The big question for Sean Penn though is to tell the world who really are the "bad guys" here? Do we need to get with Nixon in Second Life to find the "enemies list."?

An overarching issue associated with all Hollywood celebrity relief activities is that they carry a lot of cultural baggage that skews toward what some social critics call the American version of "cultural imperialism."

Not all nations that need help offer the cultures or forms of social organization that present, in terms of political philosophy and statistical modeling, the values match-ups that favor the strategies of US-based NGOs and the globalist factions operating inside the government of the United States.

Haiti is one of those places. Sean can learn more from professor Robert Fatton, Jr. at the University of Virginia, who grew up in Port-au-Prince. Or read his books. He'll tell you what time it is. "There is no infrastructure left at all," Robert says.

He can read about people like former Ton-Ton Macoute boss Luckner Cambronne, part of the Duvavlier clique, who sold cadavers to the US for $3 each for medical research.

And do some background on the UN's Haiti aid czar former US president Bill Clinton and his connections... his duly departed friend, former Democratic National Committee (DNC) chairman Ron Brown, who was the personal lobbyist for the Duvalier family.

As they say in French... plus ca change, plus c'est la meme chose.

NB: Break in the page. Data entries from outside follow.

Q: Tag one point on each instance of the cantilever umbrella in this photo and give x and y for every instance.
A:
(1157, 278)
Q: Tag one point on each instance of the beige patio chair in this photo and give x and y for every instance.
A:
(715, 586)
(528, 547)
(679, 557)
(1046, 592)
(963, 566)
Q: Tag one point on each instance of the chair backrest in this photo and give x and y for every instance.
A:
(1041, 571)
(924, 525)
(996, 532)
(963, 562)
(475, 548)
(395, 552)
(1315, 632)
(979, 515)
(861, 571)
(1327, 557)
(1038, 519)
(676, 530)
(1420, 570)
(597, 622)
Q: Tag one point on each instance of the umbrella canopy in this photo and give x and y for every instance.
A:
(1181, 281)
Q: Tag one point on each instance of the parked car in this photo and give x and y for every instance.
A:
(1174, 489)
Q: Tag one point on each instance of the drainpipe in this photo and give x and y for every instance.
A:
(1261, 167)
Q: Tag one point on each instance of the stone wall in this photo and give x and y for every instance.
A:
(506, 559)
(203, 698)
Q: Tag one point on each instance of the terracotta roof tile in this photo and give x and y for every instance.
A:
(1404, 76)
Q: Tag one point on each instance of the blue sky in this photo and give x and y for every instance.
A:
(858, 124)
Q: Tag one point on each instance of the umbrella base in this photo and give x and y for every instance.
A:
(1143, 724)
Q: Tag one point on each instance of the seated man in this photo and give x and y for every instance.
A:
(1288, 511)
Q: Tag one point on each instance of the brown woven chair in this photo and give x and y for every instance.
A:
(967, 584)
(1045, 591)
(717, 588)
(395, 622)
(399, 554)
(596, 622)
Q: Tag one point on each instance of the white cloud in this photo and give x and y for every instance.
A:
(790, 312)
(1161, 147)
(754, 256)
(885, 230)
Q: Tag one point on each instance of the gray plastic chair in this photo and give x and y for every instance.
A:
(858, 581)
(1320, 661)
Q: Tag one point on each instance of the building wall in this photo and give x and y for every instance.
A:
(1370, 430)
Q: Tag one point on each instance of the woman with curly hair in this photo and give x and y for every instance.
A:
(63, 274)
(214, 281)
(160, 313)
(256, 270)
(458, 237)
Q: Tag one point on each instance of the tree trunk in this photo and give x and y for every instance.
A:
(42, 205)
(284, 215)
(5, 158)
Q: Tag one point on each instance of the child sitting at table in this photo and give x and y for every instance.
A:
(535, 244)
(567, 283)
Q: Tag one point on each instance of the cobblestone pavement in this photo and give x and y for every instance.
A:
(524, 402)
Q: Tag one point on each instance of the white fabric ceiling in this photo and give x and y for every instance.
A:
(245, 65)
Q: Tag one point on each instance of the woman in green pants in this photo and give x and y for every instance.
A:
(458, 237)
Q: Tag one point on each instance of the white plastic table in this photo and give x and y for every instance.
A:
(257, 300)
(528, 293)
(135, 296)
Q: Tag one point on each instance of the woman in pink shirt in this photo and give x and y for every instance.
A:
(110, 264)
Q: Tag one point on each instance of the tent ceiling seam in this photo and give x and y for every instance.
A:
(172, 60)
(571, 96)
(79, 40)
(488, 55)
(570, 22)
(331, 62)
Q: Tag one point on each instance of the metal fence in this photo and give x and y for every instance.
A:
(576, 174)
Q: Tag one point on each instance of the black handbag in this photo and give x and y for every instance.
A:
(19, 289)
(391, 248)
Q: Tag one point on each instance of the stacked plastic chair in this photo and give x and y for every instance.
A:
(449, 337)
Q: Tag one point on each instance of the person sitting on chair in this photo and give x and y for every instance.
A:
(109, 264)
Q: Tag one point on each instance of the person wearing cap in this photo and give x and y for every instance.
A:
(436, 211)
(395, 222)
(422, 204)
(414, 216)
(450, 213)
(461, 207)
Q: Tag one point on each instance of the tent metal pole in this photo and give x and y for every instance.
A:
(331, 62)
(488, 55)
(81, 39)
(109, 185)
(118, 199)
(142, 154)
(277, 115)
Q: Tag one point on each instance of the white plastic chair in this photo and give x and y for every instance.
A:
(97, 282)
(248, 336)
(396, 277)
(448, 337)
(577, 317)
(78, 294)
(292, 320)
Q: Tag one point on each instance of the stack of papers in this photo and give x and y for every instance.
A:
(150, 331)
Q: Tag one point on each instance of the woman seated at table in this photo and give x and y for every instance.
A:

Perhaps Sean will think about what he said, craft an apology and continue to do more good work in Haiti. He might want to consider helping the Haitian people deal with the global colorectal cancer epidemic by providing the health teams he deals with there with inexpensive fecal occult blood test and processing equipment. If he runs into problems, Mike Medavoy, producer on the Penn film that should have won an Oscar, All The Kings Men, and no stranger to Caribbean affairs, can help straighten things out. Wishing rectal cancer on a group of phantom critics and dissing colorectal cancer victims in the process wasn't a very smooth move.